MCP
AI-powered diagnostics for running Ergo nodes via Model Context Protocol
Diagnosing a distributed actor system is hard. The problem isn't a lack of data - it's knowing what to look for. A node has hundreds of processes, dozens of connections, thousands of events flowing between them. Something is slow, but where? A process is stuck, but why? Memory is growing, but what's holding it?
Traditional monitoring collects predefined metrics at fixed intervals. You decide upfront what matters, build dashboards, and then interpret the data when something breaks. This works for known failure modes. It doesn't work when the failure is something you haven't anticipated - and in distributed systems, the interesting failures are always unanticipated.
MCP takes a different approach. Instead of predefined metrics, it exposes the full diagnostic surface of the node - processes, applications, events, network, profiling, runtime - as tools that an AI agent can call on demand. The agent decides what to inspect based on the symptom you describe. It runs diagnostic sequences, correlates findings across tools, narrows down root causes, and explains what it found.
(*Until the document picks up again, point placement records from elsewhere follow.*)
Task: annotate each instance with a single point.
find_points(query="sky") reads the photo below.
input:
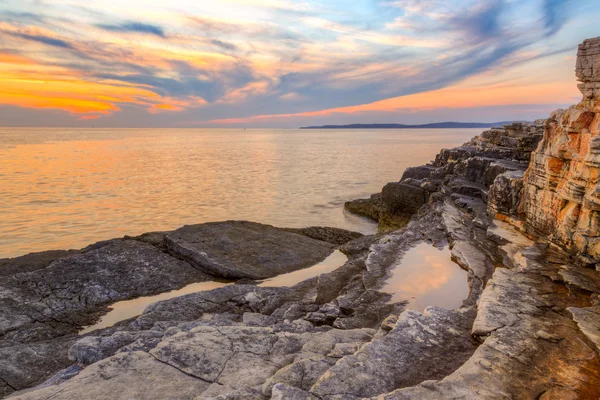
(285, 64)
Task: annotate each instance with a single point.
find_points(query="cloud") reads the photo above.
(135, 27)
(40, 38)
(555, 14)
(252, 57)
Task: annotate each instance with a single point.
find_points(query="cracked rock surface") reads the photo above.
(528, 328)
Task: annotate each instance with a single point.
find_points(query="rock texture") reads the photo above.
(46, 298)
(561, 196)
(528, 328)
(239, 249)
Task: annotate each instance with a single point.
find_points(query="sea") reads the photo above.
(66, 188)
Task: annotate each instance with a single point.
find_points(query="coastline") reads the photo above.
(527, 328)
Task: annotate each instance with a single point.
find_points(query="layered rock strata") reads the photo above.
(527, 330)
(46, 298)
(561, 193)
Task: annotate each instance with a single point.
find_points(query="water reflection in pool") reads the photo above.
(426, 276)
(126, 309)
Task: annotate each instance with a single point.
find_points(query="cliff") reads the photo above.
(561, 194)
(527, 329)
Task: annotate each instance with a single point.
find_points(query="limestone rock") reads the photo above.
(136, 376)
(239, 249)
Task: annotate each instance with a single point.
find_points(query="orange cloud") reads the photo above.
(466, 95)
(13, 58)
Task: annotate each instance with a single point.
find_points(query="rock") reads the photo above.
(583, 278)
(134, 375)
(505, 194)
(401, 198)
(284, 392)
(407, 355)
(238, 249)
(560, 196)
(588, 320)
(25, 365)
(301, 374)
(31, 262)
(335, 236)
(52, 298)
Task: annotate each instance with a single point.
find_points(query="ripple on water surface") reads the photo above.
(426, 276)
(126, 309)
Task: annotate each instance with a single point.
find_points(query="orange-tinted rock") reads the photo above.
(561, 194)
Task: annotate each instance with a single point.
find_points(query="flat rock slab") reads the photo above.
(239, 249)
(588, 320)
(132, 376)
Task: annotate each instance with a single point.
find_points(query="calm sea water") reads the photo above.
(66, 188)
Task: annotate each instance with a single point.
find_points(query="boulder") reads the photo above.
(239, 249)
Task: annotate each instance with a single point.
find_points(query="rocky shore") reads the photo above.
(518, 206)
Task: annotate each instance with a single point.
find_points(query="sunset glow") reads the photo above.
(285, 63)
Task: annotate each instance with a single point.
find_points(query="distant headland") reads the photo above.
(436, 125)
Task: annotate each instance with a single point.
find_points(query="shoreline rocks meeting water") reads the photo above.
(516, 206)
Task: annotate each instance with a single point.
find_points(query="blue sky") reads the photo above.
(279, 63)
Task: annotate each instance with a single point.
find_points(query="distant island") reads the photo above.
(436, 125)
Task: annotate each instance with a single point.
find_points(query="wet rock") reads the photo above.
(134, 375)
(409, 353)
(25, 365)
(31, 262)
(284, 392)
(335, 236)
(588, 320)
(238, 249)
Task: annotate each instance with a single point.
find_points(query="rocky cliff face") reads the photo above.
(528, 328)
(561, 196)
(489, 167)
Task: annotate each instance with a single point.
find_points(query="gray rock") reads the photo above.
(238, 249)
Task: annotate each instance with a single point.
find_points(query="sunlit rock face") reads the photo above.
(561, 195)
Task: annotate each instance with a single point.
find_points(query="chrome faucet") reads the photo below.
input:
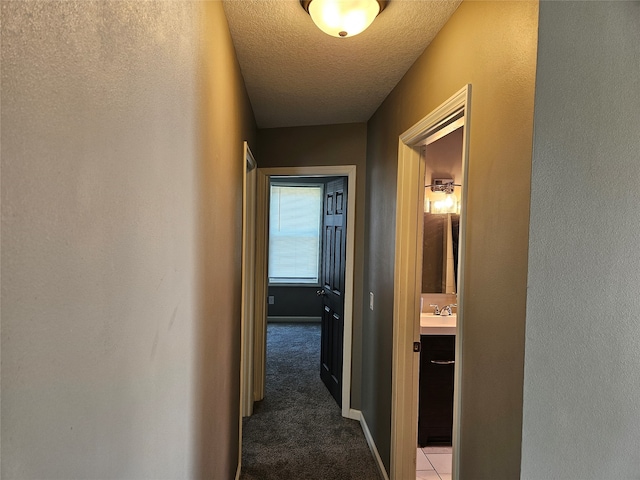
(447, 308)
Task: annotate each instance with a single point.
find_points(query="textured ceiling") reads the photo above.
(297, 75)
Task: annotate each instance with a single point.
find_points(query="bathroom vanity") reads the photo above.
(437, 362)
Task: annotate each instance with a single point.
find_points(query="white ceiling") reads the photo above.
(297, 75)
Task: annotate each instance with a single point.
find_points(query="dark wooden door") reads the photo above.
(333, 265)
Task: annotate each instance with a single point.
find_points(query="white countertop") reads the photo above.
(431, 324)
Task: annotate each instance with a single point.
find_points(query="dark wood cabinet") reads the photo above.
(435, 412)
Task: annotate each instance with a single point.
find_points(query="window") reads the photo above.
(295, 219)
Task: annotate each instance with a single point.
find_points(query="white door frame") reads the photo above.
(264, 175)
(407, 285)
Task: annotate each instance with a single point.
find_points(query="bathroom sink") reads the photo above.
(431, 324)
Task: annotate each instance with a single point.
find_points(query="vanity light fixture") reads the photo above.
(343, 18)
(440, 197)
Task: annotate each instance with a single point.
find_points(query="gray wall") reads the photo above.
(343, 144)
(491, 45)
(582, 363)
(122, 130)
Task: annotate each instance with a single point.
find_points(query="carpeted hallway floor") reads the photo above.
(297, 432)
You describe the problem in words; the agent finds the answer in data.
The real power comes from combination. The agent can see your source code, inspect the live cluster via MCP, and query your log storage - all in the same conversation. It reads the actor implementation to understand intent, checks runtime state to see what actually happens, and correlates with error logs to see the history. Together these eliminate guesswork in a way no single tool can.
The application runs as a regular Ergo sidecar. Add it to your node's application list, and every process, connection, and event becomes inspectable - without restarting, redeploying, or attaching a debugger.
Two Deployment Modes
MCP has two modes: entry point and agent.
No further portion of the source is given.